(Photo by Mark Trockman/trockstock.com)
Brazen memoirist Marya Hornbacher’s writes like she’s breathing. From “Wasted: A Memoir of Anorexia and Bulimia,” to “Madness: A Bipolar Life,” her books feel somehow both spontaneous and painstakingly considered. In person, Hornbacher is as brilliant, honest and witty as her writing; a delight to interview. Currently teaching creative nonfiction at Northwestern University, Hornbacher spoke with Our Town at length about everything from her teaching style to her yoga practice.
Our Town Can writing be taught?
Marya Hornbacher You can’t teach an ear, you can’t teach talent, but you can teach people who have those things not to just fly by the seat of their pants. Part of it is reading good literature, deconstructing the way beautiful language works. There’s value to having a conversation with someone who’s been [writing] a while, who knows craft. I feel like I chat with my students more than I teach them.
OT Is it hard to switch gears from writing intensely vulnerable memoir to then having to show up and be this professional teacher?
MH The assumption that your teacher will not have a life—teachers believe that more than students do. My students know I have a life, they know I’ve written about my life. They know some detail, probably more than they know about their physics teacher, but I would’ve told them anyway! When you’re teaching creative nonfiction it helps to have written about your life in a very open way, because you can say, ‘look, how much are you willing to risk emotionally to write? How careful can you be with the other people you’re writing about?’ When you deal with nonfiction you deal with human characters. How do you characterize them fully? How do you deal with dialogue? You have a way of talking about those craft points which you might not had you never taken those risks.

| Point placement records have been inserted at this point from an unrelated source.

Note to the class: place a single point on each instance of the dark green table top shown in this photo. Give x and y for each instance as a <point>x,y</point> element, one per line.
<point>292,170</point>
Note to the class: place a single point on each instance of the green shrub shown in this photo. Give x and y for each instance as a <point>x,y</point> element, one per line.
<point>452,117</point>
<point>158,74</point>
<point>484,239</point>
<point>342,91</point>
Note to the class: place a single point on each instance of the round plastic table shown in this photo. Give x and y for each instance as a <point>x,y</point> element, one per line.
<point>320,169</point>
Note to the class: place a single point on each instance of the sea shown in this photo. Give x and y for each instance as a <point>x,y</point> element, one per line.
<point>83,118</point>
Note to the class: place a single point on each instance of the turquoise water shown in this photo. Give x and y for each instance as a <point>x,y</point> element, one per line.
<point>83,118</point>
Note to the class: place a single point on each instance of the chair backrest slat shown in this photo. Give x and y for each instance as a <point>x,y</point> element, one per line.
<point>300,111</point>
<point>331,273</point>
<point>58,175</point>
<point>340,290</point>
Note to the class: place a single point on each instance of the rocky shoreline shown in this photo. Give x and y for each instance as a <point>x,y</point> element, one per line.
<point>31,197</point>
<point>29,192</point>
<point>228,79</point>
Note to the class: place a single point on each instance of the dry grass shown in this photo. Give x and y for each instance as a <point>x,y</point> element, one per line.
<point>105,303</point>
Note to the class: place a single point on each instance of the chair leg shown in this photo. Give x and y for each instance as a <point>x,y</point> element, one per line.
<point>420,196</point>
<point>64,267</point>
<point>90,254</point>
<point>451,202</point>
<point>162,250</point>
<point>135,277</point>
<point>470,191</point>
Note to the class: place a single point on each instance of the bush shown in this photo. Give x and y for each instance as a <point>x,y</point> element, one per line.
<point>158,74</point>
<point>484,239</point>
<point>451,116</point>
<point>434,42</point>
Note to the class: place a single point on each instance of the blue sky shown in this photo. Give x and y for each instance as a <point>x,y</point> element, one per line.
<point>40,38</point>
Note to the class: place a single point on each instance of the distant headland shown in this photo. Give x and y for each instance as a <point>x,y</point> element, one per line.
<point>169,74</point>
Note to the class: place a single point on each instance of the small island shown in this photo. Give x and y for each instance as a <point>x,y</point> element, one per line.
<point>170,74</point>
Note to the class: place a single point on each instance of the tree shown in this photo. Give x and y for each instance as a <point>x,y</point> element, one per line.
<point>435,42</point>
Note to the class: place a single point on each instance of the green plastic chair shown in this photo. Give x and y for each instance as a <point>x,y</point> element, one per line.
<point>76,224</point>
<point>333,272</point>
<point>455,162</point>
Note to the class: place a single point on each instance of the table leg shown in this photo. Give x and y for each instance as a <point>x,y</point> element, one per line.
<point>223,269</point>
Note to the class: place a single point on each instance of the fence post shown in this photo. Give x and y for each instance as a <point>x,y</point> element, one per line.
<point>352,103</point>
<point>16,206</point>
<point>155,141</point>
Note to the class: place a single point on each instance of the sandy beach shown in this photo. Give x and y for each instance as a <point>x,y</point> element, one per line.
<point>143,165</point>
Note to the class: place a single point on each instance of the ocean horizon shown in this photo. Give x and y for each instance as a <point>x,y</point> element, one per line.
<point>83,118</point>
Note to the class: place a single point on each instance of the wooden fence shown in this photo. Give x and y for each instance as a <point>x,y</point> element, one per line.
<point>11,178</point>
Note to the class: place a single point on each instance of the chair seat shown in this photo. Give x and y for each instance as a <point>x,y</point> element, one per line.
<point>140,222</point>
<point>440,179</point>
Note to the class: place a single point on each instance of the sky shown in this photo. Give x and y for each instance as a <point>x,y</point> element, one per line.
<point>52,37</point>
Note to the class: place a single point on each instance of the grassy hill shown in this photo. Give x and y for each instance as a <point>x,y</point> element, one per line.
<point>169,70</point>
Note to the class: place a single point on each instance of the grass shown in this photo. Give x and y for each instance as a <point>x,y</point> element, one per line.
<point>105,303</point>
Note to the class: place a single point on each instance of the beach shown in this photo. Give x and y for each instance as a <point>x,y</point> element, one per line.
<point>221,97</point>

OT Memoirist Vivian Gornick famously admitted creating composite characters in her memoir “Fierce Attachments.” What’s your take on the ethics of that sort of invention?
MH I’m kind of a hard ass on that. I feel like in memoir you tweak dialogue in order to characterize the people involved as accurately as you can, but in terms of conflating characters, hell no. Making up events, absolutely not. Memoirs are structurally more like novels than essay, so you elide and you cut and you pare. Memoir has a narrative arc [but] life does not follow that nice, neat path to resolution and hope. So memoir is neater than life, but you can’t lie. Why would you? Write a novel.